Şimdi şöyle oldu, Okan Yalabık’ın yeni sezonda yeni bir diziye başlayacağını Ekranella’da okuyunca
adeta çocuklar gibi şenlendim. Çünkü lafı dolandırmaya gerek duyacak değilim, kendisi dev hastası olduğum bir adam. Sözlüklere ‘naif’ kelimesi için bir karşılık seçsem, onun fotoğrafı olurdu kesinlikle. Mütemadiyen hortlayan bir televizyon geyiği vardır internetlerde, “Kürk Mantolu Madonna’nın dizisi çekiliyormuş,” diye, işte Raif Efendi’yi şu dünyada emanet edebileceğim tek oyuncudur. Tabii kitapla herhangi bir ilgim bulunmadığı ve dizi de çeken birisi olmadığımdan, kimse bana cast sormuyor maalesef. Ama nice şahane kitabın dizi olunca yitip gittiği şu dünyada, bu efsane adamı Okan Yalabık’a gözüm kapalı emanet ederim yine de.
Oynadığı rol ister Hatırla Sevgili’deki Necdet kadar incelikli, ister Muhteşem Yüzyıl’daki Pargalı kadar azametli olsun, her seferinde hem bambaşka, ama hem de kendisi olabilen bir adam Okan Yalabık. Katiyetle düştüğü bir tekrar yok, ama net bir şekli var. Ondan ne bekleyeceğimizi ve hayal kırıklığına uğramayacağımızı biliyoruz, ama “Off yine mi aynı şey?” demeyeceğimiz de bir o kadar aşikâr.
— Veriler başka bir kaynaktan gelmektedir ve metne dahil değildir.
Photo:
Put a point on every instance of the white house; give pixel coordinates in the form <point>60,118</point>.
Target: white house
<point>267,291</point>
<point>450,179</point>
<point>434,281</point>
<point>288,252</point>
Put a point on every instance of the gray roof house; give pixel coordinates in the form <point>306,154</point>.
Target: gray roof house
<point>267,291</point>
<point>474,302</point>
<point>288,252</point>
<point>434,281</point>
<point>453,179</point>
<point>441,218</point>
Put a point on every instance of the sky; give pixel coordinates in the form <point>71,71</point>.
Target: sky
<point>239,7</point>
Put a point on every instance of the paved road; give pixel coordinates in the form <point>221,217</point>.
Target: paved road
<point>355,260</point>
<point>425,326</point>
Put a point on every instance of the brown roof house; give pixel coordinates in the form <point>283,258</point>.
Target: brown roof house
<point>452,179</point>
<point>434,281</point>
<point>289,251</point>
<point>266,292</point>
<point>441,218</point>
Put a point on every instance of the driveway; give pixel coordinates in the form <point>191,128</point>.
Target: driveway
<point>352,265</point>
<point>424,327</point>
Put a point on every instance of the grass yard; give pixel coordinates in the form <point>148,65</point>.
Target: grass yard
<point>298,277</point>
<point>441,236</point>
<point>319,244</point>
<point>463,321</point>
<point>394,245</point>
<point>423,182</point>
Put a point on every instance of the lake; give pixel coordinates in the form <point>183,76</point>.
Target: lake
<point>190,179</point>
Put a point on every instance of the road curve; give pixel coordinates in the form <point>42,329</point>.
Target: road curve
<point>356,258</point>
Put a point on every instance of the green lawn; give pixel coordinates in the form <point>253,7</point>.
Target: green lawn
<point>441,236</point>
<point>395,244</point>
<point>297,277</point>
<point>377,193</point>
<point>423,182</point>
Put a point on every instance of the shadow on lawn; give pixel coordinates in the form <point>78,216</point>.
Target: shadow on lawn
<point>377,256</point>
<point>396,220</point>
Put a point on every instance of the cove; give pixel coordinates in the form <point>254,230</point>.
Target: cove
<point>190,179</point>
O sakin sesiyle tane tane anlattığı ne varsa ikna edebilecek, sevdiği kim varsa hep beraber bağrımıza basacağımız, kızdığı kim varsa alayından nefret edeceğimiz kadar etkileyici bir adamın, aynı anda bir o kadar kendi halinde, dün markette önümüze geçti diye kızdığımız ya da pastanede iki top dondurma aldığımız birinden hiç farkı yokmuş gibi durması, çok hayran olunacak bir şey değil de nedir sormak isterim.
Popüler bir oyuncu olduğu zaten su götürmez kendisinin, ama bana kalsa gece gündüz onu konuşuyor olmamız gerek, çünkü ne yaparsa yapsın onun kadar hakkını veren az insan gördüm. Yüzüklerin Efendisi’nde Frodo’ya verilen o mektupta dediği gibi ‘Altın olan her şey parlamaz’ ve belki de o yüzden değerini suratlarına yazarak gezmeyen insanlar diğerlerinden daha kıymetli. Dilerim uzun ömürlü bol reytingli bir dizi olur bu dizisi de, doya doya izleriz kendisini.